Un manager commercial, pour quoi faire ?

Dans bon nombre d’entreprises que j’ai accompagné, je me suis rendu compte que beaucoup de managers commerciaux, chefs des ventes ou encore directeurs commerciaux étaient inutiles. Non pas que la fonction soit inutile car elle a toute sa légitimité dès lors que la force commerciale atteint une certaine taille, mais la façon dont les managers appréhendent cette fonction la rend souvent contestable. Bon nombre de dirigeants ont su me dire ce que leurs managers commerciaux font mais pas ce qu’ils apportent comme valeur ajoutée. De même, bon nombre de commerciaux ne savent pas identifier en quoi leur manager direct les aide à faire plus, mieux ou autrement.

Donc la première question que le dirigeant et le manager doivent se poser c’est : « Quelle est ma valeur ajoutée pour mon organisation et les équipes que je manage ? ». Dit autrement et plus durement : « Qu’est ce qui marcherait moins bien si je n’étais pas là ? ». La pertinence et la qualité des réponses à cette question, et surtout l’exploitation qui en est faite, déterminent les écarts à combler ou non pour le manager.

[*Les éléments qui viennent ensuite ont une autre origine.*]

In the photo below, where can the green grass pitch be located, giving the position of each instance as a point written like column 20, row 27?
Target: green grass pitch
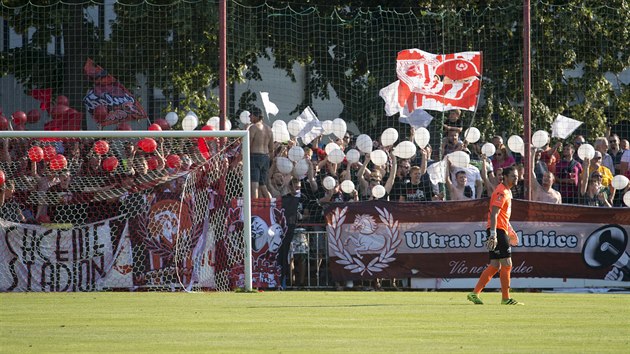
column 312, row 321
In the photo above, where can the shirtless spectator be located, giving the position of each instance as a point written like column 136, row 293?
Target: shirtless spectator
column 261, row 147
column 458, row 190
column 615, row 151
column 568, row 171
column 543, row 191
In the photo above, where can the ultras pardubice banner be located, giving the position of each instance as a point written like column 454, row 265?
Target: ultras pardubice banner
column 381, row 239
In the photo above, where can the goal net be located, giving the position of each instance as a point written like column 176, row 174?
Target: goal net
column 93, row 211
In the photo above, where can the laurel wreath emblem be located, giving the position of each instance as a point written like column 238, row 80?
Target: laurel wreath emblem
column 354, row 264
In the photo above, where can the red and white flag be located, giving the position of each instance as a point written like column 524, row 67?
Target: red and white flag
column 438, row 82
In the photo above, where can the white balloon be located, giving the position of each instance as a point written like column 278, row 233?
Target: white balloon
column 472, row 135
column 620, row 182
column 171, row 118
column 515, row 143
column 540, row 138
column 378, row 157
column 327, row 126
column 488, row 149
column 301, row 168
column 339, row 127
column 586, row 151
column 215, row 122
column 336, row 156
column 245, row 117
column 330, row 147
column 421, row 136
column 364, row 143
column 378, row 191
column 296, row 153
column 389, row 137
column 295, row 127
column 284, row 164
column 190, row 123
column 329, row 182
column 459, row 159
column 353, row 156
column 347, row 186
column 405, row 150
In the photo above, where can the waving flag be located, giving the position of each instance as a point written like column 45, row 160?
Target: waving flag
column 438, row 82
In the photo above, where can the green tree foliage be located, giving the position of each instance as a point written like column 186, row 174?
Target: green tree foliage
column 349, row 46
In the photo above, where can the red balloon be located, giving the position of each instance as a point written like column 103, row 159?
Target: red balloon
column 208, row 128
column 36, row 154
column 163, row 123
column 63, row 100
column 203, row 148
column 33, row 116
column 124, row 126
column 58, row 111
column 155, row 127
column 152, row 162
column 58, row 163
column 4, row 123
column 49, row 153
column 19, row 118
column 173, row 161
column 100, row 113
column 147, row 145
column 110, row 163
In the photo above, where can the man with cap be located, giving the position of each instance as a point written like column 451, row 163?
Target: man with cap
column 595, row 165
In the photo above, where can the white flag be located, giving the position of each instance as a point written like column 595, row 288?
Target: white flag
column 563, row 126
column 270, row 107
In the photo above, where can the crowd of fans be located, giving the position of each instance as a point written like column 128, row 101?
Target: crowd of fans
column 558, row 175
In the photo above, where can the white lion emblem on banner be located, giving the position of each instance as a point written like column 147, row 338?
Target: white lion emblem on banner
column 364, row 237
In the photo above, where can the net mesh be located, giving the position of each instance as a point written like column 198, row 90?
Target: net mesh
column 87, row 214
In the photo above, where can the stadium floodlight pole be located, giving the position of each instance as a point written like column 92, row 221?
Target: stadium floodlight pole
column 111, row 134
column 527, row 90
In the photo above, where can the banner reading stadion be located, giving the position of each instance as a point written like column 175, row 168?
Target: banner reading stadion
column 380, row 239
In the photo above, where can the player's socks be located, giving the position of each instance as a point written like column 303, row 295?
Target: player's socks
column 505, row 281
column 485, row 278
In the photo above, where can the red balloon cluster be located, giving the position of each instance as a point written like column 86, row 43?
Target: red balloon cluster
column 110, row 163
column 101, row 147
column 49, row 153
column 155, row 127
column 153, row 163
column 173, row 161
column 36, row 154
column 147, row 145
column 58, row 163
column 163, row 123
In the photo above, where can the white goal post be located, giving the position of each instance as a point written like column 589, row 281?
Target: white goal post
column 242, row 135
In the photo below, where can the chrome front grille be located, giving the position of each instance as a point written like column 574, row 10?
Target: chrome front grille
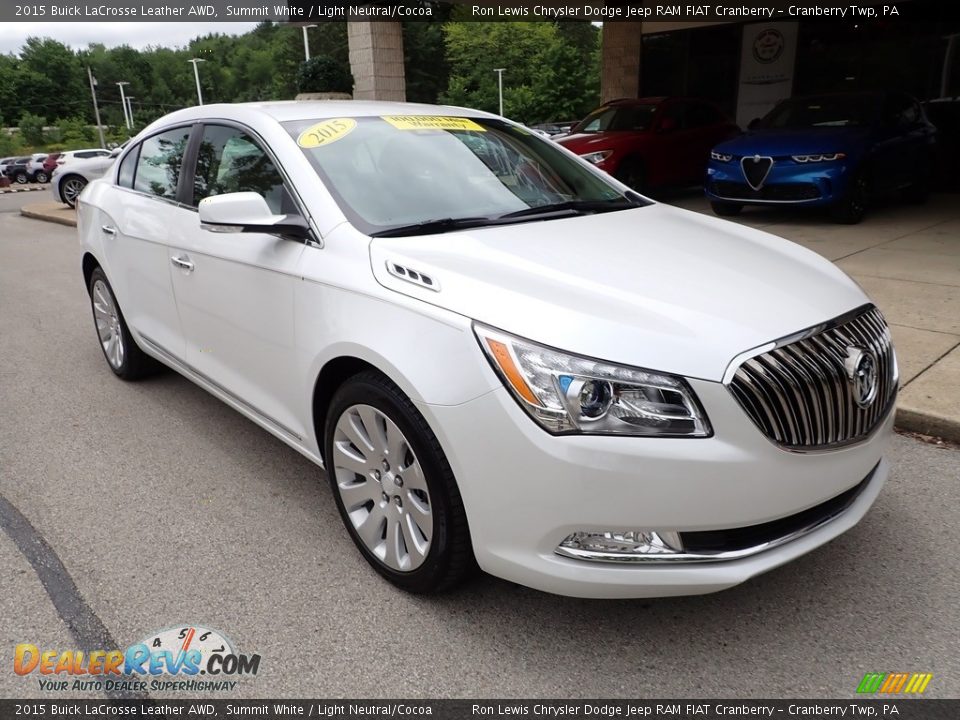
column 801, row 394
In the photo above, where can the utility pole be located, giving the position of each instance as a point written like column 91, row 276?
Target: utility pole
column 96, row 108
column 123, row 103
column 499, row 72
column 306, row 42
column 196, row 76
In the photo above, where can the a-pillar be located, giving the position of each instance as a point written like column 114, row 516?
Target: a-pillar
column 620, row 72
column 376, row 60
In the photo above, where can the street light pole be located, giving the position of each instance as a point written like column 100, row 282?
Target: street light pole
column 306, row 42
column 96, row 108
column 123, row 102
column 499, row 72
column 196, row 76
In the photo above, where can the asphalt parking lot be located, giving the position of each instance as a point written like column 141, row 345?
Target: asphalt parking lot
column 164, row 507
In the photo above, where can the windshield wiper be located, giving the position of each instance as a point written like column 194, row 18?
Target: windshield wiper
column 432, row 227
column 579, row 207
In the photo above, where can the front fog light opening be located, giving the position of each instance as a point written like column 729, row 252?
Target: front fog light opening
column 623, row 545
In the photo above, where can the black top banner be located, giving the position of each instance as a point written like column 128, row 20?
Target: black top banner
column 895, row 707
column 313, row 11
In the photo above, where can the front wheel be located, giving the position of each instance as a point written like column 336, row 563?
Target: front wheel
column 394, row 487
column 725, row 209
column 70, row 189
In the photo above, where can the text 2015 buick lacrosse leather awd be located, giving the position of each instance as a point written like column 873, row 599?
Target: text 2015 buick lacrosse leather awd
column 502, row 356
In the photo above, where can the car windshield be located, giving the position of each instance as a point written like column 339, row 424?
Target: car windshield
column 398, row 171
column 618, row 117
column 827, row 111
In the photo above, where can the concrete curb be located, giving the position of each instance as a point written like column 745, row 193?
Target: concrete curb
column 41, row 215
column 24, row 188
column 928, row 423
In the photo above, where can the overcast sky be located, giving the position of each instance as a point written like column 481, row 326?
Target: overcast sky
column 136, row 34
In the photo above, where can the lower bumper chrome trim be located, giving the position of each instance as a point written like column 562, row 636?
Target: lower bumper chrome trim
column 736, row 543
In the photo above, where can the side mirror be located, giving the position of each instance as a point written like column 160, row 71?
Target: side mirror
column 248, row 212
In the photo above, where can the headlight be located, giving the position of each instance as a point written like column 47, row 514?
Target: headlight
column 570, row 394
column 597, row 157
column 819, row 157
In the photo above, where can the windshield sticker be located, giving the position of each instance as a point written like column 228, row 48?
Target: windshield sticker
column 432, row 122
column 326, row 132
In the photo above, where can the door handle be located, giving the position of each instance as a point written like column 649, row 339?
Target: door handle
column 182, row 262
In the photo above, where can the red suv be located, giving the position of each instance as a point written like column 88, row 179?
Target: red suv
column 651, row 142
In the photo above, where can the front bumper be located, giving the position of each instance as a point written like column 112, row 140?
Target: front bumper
column 525, row 491
column 787, row 183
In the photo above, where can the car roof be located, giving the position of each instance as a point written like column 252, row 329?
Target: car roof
column 287, row 110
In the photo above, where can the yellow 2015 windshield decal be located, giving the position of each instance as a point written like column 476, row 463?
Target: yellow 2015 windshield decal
column 326, row 132
column 432, row 122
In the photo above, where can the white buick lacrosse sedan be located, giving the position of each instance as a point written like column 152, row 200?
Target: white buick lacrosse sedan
column 501, row 356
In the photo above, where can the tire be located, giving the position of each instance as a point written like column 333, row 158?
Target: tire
column 126, row 360
column 70, row 188
column 725, row 209
column 850, row 209
column 632, row 173
column 374, row 435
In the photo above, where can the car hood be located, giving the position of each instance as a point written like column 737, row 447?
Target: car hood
column 656, row 287
column 795, row 142
column 582, row 143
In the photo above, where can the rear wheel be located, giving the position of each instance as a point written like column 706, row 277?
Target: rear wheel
column 394, row 487
column 121, row 351
column 70, row 189
column 725, row 209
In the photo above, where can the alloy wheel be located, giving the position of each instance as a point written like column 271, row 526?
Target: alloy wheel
column 382, row 487
column 72, row 189
column 108, row 324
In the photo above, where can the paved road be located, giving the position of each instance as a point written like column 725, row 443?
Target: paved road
column 165, row 506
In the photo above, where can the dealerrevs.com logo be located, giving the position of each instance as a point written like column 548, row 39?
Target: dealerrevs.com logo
column 188, row 657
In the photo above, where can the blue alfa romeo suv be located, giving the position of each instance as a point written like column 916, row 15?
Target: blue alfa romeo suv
column 835, row 151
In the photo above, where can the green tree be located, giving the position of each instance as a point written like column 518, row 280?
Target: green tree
column 549, row 73
column 31, row 128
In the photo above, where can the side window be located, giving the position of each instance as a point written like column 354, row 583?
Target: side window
column 128, row 168
column 229, row 161
column 159, row 162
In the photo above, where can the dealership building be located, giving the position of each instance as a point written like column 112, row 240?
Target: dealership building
column 745, row 66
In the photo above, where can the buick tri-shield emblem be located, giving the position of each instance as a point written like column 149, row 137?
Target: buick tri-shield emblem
column 755, row 170
column 862, row 371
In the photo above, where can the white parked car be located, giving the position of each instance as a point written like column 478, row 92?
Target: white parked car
column 500, row 354
column 71, row 177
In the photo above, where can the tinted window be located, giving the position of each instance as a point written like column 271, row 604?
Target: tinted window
column 618, row 117
column 127, row 168
column 158, row 167
column 399, row 170
column 230, row 161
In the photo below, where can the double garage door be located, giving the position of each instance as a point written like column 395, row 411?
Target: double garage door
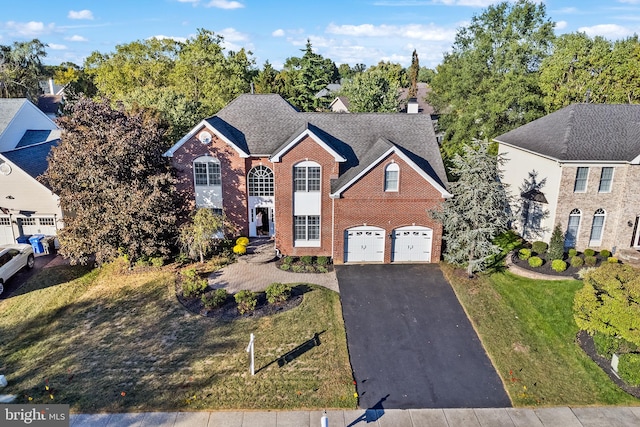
column 367, row 244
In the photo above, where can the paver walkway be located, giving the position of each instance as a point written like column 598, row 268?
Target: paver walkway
column 485, row 417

Mais il faut être honnête, dans bien des cas la valeur ajoutée du manager est faible. Astreint à du reporting aussi inutile que stupide, contraint à des réunions aussi nombreuses qu’inefficaces et soumis quotidiennement aux urgences arbitraires imposées par sa hiérarchie, le manager en oublie sa fonction première : faire grandir ses collaborateurs et les aider à atteindre voire dépasser leurs objectifs. Et pour faire cela, il faut du temps, du discernement, de la méthode, de la formation. Malheureusement, les managers passent trop souvent environ 80% de leur temps à des tâches non-productives pour 20% avec ses équipes sur le terrain. C’est l’inverse qui devrait faire loi. Un manager doit passer 70% de son temps auprès de ses équipes et 30% à gérer les problèmes, les imprévus.

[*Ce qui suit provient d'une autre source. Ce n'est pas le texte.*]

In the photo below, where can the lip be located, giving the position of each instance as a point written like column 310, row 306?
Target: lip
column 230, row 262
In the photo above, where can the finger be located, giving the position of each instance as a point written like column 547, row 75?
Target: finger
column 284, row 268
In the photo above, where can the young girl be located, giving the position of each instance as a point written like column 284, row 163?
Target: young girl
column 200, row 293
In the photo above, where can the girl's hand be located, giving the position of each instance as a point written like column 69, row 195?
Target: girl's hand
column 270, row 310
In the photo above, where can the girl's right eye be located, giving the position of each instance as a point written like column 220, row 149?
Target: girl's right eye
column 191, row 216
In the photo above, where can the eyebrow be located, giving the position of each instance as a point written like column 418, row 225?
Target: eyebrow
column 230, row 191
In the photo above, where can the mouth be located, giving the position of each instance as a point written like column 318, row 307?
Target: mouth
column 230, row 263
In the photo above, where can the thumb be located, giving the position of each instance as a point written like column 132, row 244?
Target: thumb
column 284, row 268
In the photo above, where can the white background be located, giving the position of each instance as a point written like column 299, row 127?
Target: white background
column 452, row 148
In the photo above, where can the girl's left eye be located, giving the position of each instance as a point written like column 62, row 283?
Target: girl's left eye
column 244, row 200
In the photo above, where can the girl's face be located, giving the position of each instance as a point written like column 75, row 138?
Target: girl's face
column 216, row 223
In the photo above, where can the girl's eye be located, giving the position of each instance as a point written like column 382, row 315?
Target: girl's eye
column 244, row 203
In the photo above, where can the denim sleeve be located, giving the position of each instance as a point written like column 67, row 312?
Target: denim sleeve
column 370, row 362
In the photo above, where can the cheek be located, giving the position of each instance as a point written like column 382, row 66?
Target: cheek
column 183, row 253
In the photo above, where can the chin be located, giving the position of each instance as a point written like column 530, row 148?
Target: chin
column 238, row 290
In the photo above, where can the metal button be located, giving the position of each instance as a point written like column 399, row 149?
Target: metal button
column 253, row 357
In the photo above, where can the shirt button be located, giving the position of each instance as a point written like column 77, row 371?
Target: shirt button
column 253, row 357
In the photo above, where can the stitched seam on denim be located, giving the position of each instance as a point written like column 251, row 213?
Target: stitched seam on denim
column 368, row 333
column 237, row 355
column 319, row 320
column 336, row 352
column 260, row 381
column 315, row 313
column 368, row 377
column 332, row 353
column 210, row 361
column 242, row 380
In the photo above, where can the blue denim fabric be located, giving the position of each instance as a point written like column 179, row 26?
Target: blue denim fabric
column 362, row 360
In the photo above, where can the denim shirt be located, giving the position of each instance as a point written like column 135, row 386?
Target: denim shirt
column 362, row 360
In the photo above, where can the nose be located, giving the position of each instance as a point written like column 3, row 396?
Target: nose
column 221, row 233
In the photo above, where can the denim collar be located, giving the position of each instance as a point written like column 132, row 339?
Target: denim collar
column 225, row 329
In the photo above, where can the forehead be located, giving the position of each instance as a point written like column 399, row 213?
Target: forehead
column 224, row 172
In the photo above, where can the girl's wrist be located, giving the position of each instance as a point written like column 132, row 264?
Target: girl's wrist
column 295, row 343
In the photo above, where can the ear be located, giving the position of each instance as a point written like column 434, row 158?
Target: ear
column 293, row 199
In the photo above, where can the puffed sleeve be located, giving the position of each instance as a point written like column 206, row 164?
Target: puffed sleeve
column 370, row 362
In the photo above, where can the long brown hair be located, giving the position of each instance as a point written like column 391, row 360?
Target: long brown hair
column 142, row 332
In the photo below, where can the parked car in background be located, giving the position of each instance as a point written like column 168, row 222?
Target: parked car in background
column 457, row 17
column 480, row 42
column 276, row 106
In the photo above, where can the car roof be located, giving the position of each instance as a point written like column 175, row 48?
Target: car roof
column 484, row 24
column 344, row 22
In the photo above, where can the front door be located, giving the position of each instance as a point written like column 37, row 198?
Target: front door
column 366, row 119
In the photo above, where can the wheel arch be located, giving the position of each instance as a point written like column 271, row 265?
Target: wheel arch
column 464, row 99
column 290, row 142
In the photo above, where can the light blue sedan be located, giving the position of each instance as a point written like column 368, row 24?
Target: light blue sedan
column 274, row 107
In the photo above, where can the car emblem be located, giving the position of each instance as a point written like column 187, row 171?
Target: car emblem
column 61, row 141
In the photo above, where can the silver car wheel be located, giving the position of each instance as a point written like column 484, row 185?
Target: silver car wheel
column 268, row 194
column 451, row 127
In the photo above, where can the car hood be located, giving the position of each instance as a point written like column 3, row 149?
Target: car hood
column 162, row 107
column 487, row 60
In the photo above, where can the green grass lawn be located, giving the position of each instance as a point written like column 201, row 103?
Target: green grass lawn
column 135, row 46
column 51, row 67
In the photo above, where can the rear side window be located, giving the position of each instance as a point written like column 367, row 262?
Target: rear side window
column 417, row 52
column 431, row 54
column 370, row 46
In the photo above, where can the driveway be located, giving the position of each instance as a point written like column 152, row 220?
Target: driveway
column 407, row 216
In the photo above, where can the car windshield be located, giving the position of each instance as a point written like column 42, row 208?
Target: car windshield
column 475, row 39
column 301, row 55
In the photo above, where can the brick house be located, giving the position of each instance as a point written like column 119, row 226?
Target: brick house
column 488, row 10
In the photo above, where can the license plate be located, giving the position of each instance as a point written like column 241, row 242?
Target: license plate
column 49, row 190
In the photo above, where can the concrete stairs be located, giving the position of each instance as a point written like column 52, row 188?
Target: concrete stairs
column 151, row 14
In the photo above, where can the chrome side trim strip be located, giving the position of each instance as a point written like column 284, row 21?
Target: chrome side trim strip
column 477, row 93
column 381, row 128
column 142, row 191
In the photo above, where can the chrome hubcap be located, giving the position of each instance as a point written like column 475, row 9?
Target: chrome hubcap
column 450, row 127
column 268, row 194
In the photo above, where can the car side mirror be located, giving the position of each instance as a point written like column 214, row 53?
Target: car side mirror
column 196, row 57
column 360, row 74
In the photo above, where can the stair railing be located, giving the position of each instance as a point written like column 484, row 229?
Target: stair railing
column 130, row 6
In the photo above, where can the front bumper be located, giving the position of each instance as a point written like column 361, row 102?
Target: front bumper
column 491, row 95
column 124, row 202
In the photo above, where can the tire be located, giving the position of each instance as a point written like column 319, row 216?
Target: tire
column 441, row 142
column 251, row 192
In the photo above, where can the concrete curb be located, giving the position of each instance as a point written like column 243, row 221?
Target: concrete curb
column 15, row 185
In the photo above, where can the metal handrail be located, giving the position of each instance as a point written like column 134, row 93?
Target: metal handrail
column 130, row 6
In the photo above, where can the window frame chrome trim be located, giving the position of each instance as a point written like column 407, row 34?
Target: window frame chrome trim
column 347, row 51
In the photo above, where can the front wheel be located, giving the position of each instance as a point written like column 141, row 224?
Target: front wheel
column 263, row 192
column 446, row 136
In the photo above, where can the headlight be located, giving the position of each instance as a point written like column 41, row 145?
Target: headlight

De ce temps rendu disponible pour ses équipes, le manager commercial efficace l’affectera à faire vendre, à détecter les carences individuelles de ses commerciaux, à faire progresser, à motiver au quotidien, à féliciter ou recadrer selon le contexte, à communiquer en permanence pour faciliter la vie des vendeurs et aussi à gérer les situations de tension inhérentes au caractère souvent suffisant et explosif des commerciaux. C’est de ce quotidien que le manager pourra extraire un reporting efficace et utile à l’atteinte de objectifs à atteindre.

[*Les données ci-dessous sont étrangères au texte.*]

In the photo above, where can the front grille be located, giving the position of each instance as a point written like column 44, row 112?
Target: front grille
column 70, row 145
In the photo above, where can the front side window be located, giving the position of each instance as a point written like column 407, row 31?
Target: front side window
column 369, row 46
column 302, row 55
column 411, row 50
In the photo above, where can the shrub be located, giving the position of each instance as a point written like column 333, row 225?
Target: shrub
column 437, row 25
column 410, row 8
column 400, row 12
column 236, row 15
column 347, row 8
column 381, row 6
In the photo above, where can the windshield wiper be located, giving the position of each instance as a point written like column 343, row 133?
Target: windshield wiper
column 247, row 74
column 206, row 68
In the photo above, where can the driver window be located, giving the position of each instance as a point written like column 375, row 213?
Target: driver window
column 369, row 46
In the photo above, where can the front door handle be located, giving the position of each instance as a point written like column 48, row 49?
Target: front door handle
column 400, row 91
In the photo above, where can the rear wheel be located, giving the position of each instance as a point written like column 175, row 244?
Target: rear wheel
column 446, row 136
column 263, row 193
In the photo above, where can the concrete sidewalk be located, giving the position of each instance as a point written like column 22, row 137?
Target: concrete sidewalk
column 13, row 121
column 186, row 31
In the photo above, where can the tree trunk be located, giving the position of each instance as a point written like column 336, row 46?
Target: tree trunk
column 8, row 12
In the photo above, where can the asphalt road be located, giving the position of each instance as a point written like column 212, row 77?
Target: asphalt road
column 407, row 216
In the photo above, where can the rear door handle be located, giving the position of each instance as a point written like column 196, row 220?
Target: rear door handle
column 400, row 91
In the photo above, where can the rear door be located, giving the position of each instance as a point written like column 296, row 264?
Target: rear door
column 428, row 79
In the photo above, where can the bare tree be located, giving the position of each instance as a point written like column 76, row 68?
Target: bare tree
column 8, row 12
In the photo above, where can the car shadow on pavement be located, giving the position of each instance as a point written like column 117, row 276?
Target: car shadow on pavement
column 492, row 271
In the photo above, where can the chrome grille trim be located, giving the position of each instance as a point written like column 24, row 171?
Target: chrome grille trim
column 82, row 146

Dans les métiers de la vente, celui qui a le plus muté et qui demande assurément de nouvelles compétences, c’est bien le métier de manager en général et de manager commercial en particulier. Il convient donc d’apporter une attention importante au profil des managers que nous recrutons, de s’assurer de ce qu’ils sont, plus que ce qu’ils ont fait et de mesurer précisément la valeur ajoutée attendue. La promotion interne sur l’autel des simples résultats commerciaux ne suffit plus à légitimer le statut de manager et le quotidien continue de nous démontrer qu’un excellent vendeur fait rarement un excellent manager.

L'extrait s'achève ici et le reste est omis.